If you're dragging a file from one place to another on the same drive, it will move it by default. Dragging to another drive, it will copy by default. If you hold control, it will do whatever the opposite of the default is for that situation. Been that way since Win95
GordonNov 16th 2007 9:20AM
I've been using Vista for months and couldn't be happier. I don't really understand all the animosity against UAC, it just asks for permission when admin privileges are needed, just as Linux does... and Linux fans are always bragging about how good this is. Funny that they find the same mechanism so annoying when it's about Windows. Maybe what that really means is that MS has gotten it right with UAC.
Anyway, if you don't like Vista, you know what you've got to do. It's also funny that people complain so much about Windows but actually, the number of Linux users on the desktop is as low as it has always been.

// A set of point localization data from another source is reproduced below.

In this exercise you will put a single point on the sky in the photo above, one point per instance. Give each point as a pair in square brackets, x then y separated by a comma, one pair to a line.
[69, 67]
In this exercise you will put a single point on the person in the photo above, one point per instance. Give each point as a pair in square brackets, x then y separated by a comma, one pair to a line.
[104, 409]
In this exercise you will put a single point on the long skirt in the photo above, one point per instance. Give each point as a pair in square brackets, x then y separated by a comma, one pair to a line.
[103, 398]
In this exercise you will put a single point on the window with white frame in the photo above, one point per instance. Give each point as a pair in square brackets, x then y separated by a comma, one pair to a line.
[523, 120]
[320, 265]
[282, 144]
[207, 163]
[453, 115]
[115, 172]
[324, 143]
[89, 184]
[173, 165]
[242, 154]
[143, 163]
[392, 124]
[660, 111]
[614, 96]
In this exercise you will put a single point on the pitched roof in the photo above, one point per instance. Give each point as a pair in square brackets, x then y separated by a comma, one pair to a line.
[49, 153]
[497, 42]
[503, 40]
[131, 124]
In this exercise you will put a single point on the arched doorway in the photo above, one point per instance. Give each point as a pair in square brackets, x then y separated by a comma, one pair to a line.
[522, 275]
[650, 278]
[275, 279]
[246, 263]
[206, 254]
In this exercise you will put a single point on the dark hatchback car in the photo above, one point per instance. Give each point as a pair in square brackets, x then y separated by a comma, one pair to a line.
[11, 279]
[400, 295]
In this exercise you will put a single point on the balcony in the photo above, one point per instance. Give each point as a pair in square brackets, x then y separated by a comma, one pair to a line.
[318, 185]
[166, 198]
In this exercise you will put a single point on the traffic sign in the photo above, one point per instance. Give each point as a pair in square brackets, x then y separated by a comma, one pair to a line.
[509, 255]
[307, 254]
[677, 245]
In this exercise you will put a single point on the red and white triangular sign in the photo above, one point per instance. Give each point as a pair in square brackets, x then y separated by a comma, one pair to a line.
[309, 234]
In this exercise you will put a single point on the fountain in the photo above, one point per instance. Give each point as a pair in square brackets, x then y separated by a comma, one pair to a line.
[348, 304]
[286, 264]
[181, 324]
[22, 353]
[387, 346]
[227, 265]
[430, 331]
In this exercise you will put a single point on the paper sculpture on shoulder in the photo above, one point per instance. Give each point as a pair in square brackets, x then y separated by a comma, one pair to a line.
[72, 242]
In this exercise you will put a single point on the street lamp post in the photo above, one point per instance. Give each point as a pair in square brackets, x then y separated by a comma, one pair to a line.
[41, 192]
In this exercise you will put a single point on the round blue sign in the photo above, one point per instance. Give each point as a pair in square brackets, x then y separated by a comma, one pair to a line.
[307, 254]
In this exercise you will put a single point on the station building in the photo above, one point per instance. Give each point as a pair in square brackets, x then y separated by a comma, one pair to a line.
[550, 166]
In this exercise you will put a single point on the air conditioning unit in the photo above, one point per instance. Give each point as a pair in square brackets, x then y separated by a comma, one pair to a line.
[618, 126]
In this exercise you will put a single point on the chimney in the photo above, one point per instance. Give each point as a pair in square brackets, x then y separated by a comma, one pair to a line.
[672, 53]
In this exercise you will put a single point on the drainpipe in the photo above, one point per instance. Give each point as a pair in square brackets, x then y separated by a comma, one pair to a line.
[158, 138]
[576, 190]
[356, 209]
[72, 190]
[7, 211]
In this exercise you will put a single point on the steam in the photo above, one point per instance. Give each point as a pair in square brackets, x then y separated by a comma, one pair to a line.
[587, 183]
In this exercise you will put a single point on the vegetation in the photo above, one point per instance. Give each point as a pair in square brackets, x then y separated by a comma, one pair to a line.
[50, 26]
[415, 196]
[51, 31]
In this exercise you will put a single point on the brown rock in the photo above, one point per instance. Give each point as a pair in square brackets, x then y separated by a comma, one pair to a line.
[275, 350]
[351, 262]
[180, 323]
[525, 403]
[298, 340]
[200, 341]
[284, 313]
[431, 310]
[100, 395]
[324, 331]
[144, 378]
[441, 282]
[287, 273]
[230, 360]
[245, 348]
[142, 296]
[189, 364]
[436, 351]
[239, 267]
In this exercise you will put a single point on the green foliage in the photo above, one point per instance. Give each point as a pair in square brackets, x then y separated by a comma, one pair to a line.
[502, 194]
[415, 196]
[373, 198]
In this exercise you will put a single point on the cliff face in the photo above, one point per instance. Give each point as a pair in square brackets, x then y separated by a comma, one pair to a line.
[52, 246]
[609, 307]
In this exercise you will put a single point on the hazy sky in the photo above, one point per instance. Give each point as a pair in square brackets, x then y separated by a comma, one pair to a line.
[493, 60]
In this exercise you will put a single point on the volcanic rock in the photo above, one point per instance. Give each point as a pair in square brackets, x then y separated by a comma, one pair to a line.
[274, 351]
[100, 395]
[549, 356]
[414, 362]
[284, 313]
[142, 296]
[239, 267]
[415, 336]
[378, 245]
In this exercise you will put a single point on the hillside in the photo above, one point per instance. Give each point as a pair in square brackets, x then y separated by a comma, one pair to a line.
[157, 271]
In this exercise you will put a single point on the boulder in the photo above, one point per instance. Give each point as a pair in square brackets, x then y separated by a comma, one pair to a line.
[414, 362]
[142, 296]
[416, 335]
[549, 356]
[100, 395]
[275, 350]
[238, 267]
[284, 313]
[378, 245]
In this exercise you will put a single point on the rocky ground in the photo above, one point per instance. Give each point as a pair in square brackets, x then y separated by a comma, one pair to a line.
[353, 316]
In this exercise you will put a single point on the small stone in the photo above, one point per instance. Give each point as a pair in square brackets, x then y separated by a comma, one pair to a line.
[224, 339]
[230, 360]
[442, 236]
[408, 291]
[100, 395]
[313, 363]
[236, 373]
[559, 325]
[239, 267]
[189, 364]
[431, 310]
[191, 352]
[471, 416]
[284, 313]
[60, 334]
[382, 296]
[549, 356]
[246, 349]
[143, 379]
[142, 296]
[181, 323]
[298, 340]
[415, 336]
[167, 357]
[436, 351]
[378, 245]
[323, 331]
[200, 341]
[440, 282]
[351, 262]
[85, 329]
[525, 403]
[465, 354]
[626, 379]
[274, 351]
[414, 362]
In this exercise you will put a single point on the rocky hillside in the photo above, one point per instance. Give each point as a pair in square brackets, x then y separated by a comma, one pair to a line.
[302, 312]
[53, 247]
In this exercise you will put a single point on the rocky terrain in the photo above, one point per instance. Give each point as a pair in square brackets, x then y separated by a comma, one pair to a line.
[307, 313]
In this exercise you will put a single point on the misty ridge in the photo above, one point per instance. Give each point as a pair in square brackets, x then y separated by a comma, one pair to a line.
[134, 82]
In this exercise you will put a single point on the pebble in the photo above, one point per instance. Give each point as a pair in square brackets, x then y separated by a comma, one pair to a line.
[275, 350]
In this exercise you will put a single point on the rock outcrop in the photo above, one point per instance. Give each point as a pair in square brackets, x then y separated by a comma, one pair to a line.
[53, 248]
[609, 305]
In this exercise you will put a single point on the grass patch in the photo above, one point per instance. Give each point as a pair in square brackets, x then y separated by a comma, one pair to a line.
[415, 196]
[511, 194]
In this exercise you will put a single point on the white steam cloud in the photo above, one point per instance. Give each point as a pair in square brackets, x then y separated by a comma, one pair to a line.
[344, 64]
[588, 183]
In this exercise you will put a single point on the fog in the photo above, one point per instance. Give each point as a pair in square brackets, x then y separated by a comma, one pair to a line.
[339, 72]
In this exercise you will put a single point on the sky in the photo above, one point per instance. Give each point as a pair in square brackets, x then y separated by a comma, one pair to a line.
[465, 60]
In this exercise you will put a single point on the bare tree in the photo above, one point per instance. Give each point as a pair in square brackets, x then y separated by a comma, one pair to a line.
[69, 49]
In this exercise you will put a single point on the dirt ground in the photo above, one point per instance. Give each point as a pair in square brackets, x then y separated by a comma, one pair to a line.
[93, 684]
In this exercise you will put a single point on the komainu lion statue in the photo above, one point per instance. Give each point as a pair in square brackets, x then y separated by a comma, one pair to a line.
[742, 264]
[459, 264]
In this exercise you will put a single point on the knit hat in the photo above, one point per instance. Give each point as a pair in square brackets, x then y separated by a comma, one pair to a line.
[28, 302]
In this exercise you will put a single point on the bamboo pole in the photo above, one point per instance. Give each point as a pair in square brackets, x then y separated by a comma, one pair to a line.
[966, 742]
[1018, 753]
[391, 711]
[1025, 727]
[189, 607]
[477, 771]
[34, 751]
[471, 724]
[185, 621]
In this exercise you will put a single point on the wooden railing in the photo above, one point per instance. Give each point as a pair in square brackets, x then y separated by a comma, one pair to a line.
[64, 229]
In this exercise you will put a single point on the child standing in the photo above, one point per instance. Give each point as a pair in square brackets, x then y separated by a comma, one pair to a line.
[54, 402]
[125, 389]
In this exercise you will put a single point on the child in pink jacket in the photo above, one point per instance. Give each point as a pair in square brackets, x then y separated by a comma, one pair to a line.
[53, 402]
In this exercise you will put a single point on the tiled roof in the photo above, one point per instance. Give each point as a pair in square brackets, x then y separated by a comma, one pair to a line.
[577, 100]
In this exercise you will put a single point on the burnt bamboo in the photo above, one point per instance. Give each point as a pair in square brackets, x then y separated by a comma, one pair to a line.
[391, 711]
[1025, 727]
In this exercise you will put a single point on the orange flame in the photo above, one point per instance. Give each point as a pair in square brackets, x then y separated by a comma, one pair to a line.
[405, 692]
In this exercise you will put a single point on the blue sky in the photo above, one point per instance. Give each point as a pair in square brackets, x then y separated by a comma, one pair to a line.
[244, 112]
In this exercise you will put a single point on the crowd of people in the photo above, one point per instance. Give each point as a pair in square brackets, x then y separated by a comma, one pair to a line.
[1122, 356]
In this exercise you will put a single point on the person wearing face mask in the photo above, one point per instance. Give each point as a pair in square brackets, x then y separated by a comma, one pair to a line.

And it's like that for a reason: you get what you pay for.
Spencer FergusonNov 16th 2007 4:02PM
Perhaps a series of more minor monthly changes, as opposed to one huge release, would be a better fit for Microsoft in the future? This certainly couldn't be done anytime soon, but might be much more of a reality when virtualization becomes more prevalent.
GordonNov 17th 2007 5:57AM
That is zealotry speaking. OS X will always be a niche product as long as it is tied to Apple hardware. And anyway, Apple does not have the resources, the knowledge, or the will to support a worldwide, massively used consumer OS.
Oh, and there are people who like Windows. They are just not as vocal about it as the Apple and Linux zealots. They can be recognized by one quiet fact: they are not switching to anything, and last time I look, they're still over 90% of computer users.
JohnNov 17th 2007 1:21PM
Vista is great if your running it on a quad core processor with 4GB of RAM and a badass 512MB Graphics card
But most people arent, the main problem with Vista is the hardware requirements side, if you have awesome hardware its an amazing OS
jeffNov 26th 2007 3:29PM
All the people that complain about UAC obviously havnt used Linux before. I have Fedora 8 and Ubuntu 7.10 and they both have the same thing pop up. Want to update, root password window pops up. But since its Linux its ok for it to happen. I have been running Vista since it cam out and havnt had any problems other than driver issues at first. These have been fixed and now it runs fine. The thing is any system will crash if you do something stupid to it. Dont do anything stupid and you wont have a problem.
I think the reason people hate Microsoft is the fact they make money and people are jealous. Look at what Ubuntu has done to get market share and compare it to what MS does. For example Shuttleworth bashing Open Suse after Novell made the MS deal. Open Suse had nothing to do with it yet he bashed them big time, yet nobody said anything bad about Ubuntu, funny how that works.